Pastors Threaten Public Protest Over New Religious Policy

Pentecostal church leaders have vowed to stage a protest if Ethics Minister Fr Simon Lokodo goes ahead with passing a policy that seeks to regulate their activities.

The proposed policy, which is being vetted by a select committee before it is presented before Cabinet, seeks to vet and recommend the registration of religious organizations under one body as well as putting in place measures aimed at instituting minimum qualifications of theology for one to be a pastor.

But under their umbrella body, the National Pastors Platform of Uganda (NPPU), the Pentecostal church in their petition to Fr Lokodo leaders said the policy is aimed at suffocating the Born Again faith.

On the particular clause of registering under one umbrella body by government, the leaders said this is not possible given that each religious body is different from the other.

“We feel the government is not too weak to monitor its ministries. Each of the three registration centres is in a separate ministry with a reason. There will never be a one stop registration centre. In regard to accountability, the registration bodies have enough mandate to address the issues because each RFBO [Religious and Faith Based Organisation] files annual returns, so accountability is in place. We advise government to enforce the current laws to suit the gaps in the current legal framework but not come up with a new law,” the pastors said in their petition.

The draft policy indicates that government will regulate Religious and Faith-Based Organizations (RFBOs) on having one legislative body to harmonise their operations, ensure coordination and monitoring RFBOs existing in three different legal frameworks and put in place mechanisms to ensure transparency and accountability.

Other regulations in the draft law include registration of all RFBOs, clarity on their roles and functions versus the State, strengthening partnerships with government and promotion of unity and cooperation among them.

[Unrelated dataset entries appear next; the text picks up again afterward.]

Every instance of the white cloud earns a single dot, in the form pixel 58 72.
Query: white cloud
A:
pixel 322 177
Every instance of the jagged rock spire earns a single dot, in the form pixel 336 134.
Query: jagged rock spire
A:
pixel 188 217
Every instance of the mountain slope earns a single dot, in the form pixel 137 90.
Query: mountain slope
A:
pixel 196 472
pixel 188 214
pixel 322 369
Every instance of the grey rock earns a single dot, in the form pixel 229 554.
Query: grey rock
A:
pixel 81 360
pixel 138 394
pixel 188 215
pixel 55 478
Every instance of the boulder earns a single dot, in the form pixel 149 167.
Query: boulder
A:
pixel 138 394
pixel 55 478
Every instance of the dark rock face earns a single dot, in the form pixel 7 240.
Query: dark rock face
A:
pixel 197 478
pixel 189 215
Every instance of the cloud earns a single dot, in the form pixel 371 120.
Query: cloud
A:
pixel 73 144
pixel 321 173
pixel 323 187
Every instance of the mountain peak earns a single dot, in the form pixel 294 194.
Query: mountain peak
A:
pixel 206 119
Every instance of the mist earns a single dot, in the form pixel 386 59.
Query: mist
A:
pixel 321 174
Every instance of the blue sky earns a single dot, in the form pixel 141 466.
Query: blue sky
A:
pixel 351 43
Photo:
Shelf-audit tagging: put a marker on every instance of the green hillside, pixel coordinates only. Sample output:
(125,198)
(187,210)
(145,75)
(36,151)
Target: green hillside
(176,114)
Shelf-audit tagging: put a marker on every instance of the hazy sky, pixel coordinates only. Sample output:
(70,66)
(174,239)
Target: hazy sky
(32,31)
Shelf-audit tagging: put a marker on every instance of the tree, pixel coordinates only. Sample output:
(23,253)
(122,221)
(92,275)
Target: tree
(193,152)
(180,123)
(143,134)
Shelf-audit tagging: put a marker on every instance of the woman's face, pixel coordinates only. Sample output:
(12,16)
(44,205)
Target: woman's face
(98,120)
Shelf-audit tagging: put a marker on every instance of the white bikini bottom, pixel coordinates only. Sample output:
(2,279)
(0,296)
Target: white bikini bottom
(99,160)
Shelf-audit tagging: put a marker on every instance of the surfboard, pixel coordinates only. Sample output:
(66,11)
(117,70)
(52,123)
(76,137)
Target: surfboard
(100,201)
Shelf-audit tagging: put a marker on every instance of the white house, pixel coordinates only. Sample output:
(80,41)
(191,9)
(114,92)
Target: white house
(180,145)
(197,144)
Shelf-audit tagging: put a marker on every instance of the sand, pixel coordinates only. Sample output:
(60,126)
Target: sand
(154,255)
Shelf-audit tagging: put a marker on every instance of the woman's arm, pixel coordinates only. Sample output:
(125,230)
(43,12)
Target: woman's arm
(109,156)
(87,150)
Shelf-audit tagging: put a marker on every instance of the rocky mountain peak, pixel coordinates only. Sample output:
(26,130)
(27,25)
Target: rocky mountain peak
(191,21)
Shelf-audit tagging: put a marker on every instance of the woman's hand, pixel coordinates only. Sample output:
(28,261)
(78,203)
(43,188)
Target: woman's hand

The Pentecostal church leaders indicate that while they are not opposed to the idea of government demanding theological training as a minimum requirement for one to be a religious leader, the requirement waters down the whole essence of their mission, which is spiritual than mental.


But Fr Lokodo said the policy is not targeting the Born Again faith but only aimed at doing away with those pastors who dupe Christians.

“It is unfortunate that my brothers and sisters in the Pentecostal church are getting it wrong thinking that the policy is targeting them; this is cutting across all religions,” he said.